La question du réchauffement est en effet complexe et repose sur une multitude d’indices. Le Giec, créé par l’ONU, regroupe des milliers d’experts afin d’identifier les faits qui font consensus. Son nouveau rapport rappelle que le réchauffement climatique est une réalité et l’activité humaine y contribue pour une part majoritaire, notamment via les émissions de CO2, et qu’il aura des conséquences suffisamment négatives pour qu’il soit nécessaire de chercher à les limiter. Si la température terrestre s’est stabilisée depuis dix ans, ce devrait être temporaire, alors que la réduction des glaciers, la montée des mers ou des catastrophes climatiques n’ont pas cessé. Face au pari pascalien de croire ou de ne pas croire au réchauffement, le Giec pousse donc très fortement vers la première voie.
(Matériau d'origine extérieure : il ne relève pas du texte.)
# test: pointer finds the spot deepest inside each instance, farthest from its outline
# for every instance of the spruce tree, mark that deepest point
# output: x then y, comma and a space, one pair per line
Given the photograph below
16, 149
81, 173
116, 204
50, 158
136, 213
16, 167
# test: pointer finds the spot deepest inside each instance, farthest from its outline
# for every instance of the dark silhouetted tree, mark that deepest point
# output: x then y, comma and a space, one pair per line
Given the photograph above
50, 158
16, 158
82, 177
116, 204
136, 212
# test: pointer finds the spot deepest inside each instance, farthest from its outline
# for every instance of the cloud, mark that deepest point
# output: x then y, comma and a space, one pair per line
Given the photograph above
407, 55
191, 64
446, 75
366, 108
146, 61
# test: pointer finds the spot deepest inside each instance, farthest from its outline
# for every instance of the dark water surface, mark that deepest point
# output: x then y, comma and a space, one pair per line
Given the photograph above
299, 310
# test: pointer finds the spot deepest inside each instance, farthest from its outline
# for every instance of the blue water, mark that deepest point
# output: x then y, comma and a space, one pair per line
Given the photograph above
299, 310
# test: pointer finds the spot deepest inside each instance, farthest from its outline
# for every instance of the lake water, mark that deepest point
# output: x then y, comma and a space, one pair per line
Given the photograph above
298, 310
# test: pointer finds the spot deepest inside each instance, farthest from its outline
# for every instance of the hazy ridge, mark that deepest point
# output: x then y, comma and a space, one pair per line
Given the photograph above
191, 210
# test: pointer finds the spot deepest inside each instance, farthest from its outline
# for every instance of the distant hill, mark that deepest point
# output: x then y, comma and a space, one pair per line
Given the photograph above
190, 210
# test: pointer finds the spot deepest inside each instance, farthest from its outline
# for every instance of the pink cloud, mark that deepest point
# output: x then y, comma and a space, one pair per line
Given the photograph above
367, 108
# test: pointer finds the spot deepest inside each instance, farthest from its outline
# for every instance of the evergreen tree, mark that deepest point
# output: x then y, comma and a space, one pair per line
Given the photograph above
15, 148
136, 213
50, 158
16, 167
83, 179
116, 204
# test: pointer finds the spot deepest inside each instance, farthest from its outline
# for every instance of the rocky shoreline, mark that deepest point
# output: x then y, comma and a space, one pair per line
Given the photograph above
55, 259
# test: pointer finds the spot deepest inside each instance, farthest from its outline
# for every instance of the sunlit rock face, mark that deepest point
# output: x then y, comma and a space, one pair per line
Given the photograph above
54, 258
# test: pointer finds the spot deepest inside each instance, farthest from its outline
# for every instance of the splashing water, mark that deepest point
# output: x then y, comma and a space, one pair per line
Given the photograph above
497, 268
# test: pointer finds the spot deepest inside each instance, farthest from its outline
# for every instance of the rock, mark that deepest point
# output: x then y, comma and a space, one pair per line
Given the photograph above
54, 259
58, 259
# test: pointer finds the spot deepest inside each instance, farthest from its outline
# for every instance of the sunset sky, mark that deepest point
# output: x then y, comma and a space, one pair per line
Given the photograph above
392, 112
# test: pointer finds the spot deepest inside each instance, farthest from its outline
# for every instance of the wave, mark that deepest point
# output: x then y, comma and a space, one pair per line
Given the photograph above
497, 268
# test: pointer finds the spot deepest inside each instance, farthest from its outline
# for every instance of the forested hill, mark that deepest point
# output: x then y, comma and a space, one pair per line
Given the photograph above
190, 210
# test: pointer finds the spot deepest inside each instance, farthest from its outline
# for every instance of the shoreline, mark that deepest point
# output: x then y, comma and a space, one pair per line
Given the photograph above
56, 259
Le réchauffement étant mondial, l’Europe doit-elle attendre que les grands émetteurs de CO2 – Etats-Unis, Chine ou d’autres – se soient engagés dans la transition énergétique ? Levons d’abord un quiproquo entre deux transitions énergétiques. D’abord, une transition atomique qui vise à réduire la part du nucléaire. S’il s’agit d’une décision démocratique basée sur une information correcte, elle ne se discute pas. Mais, à court terme, elle est anticlimatique : les alternatives au nucléaire sont aujourd’hui pour l’essentiel des énergies carbonées.
La seconde transition, climatique, vise à réduire les émissions de CO2. Bien sûr, on doit tout faire pour disposer d’ici à quelques décennies d’une énergie majoritairement renouvelable couplée à des solutions de stockage. Mais, dans l’immédiat, le « mix » énergétique mondial se divise essentiellement entre nucléaire, charbon, pétrole et gaz. Aux prix actuels, refuser le nucléaire et le gaz de schiste revient à pousser la solution qui émet le plus de CO2 : le charbon.
Pour l’instant, la transition allemande n’est pas climatique, car le charbon y est le principal substitut à l’atome. En France, le charbon a progressé en 2012 dans la production électrique au détriment du gaz, induisant 2 millions de tonnes de CO2 supplémentaires. A l’inverse, la croissance du gaz aux Etats-Unis se fait au détriment du charbon et du pétrole, avec un effet positif sur les émissions. Même si la Chine utilise encore massivement le charbon, elle vient de le bannir dans les centrales à Pékin et Shanghai, et elle développe rapidement l’éolien et le nucléaire. On ne peut donc justifier l’immobilisme face au climat en Europe au prétexte qu’il ne se passe rien en Chine ou aux Etats-Unis.
Il est en revanche vrai qu’une coordination mondiale est nécessaire pour éviter que les progrès d’un pays ne soient annulés ailleurs – à l’image du charbon américain, dont le remplacement par le gaz réduit les émissions aux Etats-Unis et les augmente en Allemagne où il est exporté. Economiquement, la solution serait de donner au CO2 un prix mondial reflétant ses nuisances, estimées à 30 euros la tonne, d’une façon neutre pour la compétitivité. Par exemple, une taxe perçue sur les grandes consommations de CO2, dont les taxes similaires acquittées dans le pays d’origine du produit seraient déductibles.
On peut débattre des voies d’une telle coordination. Mais c’est surtout une question de priorité, à l’heure où des coordinations ont su se former à l’OCDE sur l’érosion fiscale ou en Europe pour une taxe sur les transactions aux bénéfices moins consensuels que ceux d’une réduction des émissions de CO2.
Aussi, les motifs pour renoncer à lutter contre le réchauffement ne sont ni scientifiques, économiques ou diplomatiques. Il s’agit avant tout d’une lourde responsabilité politique, prise face aux générations à venir.